Friday, September 2, 2016

THe work we ask kids to do matters the most....

As we continue down the road of implementing different PL models, the question often comes up about what makes it different than really good standards-based instruction. Really, the difference is in student agency. Just like in a high impact standards based classroom, a core element of successful, rigorous learning is that there are clear learning targets with clear measures of the goal.  Kids need to know what they are learning, to what end they are learning it, and how they know when they have mastered it.

On any given day, with any given student, kids should be able to articulate the work they are doing and what they need to do to demonstrate mastery and that answer should be grounded in the language of the standards/competencies. 

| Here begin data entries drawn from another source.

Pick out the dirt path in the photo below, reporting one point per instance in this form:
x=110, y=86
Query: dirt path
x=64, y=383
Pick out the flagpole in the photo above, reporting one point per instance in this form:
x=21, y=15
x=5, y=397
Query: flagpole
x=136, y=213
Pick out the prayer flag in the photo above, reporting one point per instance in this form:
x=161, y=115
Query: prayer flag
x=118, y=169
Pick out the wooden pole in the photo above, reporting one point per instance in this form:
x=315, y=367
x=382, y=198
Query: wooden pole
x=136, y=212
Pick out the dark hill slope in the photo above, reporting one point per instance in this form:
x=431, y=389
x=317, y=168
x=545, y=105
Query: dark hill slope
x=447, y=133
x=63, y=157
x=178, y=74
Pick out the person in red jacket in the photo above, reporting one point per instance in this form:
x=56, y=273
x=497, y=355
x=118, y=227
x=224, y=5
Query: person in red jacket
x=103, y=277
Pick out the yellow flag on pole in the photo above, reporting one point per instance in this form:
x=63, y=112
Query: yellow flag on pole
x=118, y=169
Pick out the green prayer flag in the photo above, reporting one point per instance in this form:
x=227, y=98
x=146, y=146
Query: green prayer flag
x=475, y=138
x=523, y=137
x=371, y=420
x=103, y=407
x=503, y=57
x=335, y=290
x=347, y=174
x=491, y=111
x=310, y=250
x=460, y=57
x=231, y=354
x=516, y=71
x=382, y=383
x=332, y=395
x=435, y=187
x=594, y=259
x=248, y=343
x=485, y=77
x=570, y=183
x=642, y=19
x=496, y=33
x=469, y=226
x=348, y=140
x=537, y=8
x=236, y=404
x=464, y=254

If you are doing station-rotation with choice boards where kids are choosing must-do, can-do and earning points up,down, and diagonal – you are creating the illusion of student agency.  Agency isn’t about doing whatever you want, whenever you want, however you want.   Its about giving kids clear and unambiguous learning they need to do and then giving them the space to do it.

The way administrators can tell if this is happening is by examining the work that is asked of students and examining the scaffolding/support/instruction teachers provide to kids as they DO the work.  If the work is DOK 1- it may take a long time and it may fill up a day, but it doesn’t advance the cause of ensuring success for each student.  If the work is DOK 4 and the teachers provide little or no feedback and supportive instruction to students, then it doesn’t advance the cause of ensuring success for each student.

Each of you are working hard to change the student and teacher school experience and you considering all aspects of a student’s life.  We are attending to the social-emotional needs, the learning styles, and the environment and all of that matters to help make school a high quality experience.  But, that is all in support of the academic and 4C’s expectations we have for them. 


Spend time evaluating the quality, rigor, and connection to standards/competencies of the work your teachers give kids to complete.  Ensure that what mastery looks like is clearly defined through rubrics and scoring criteria and that parents, kids, and teachers all know that.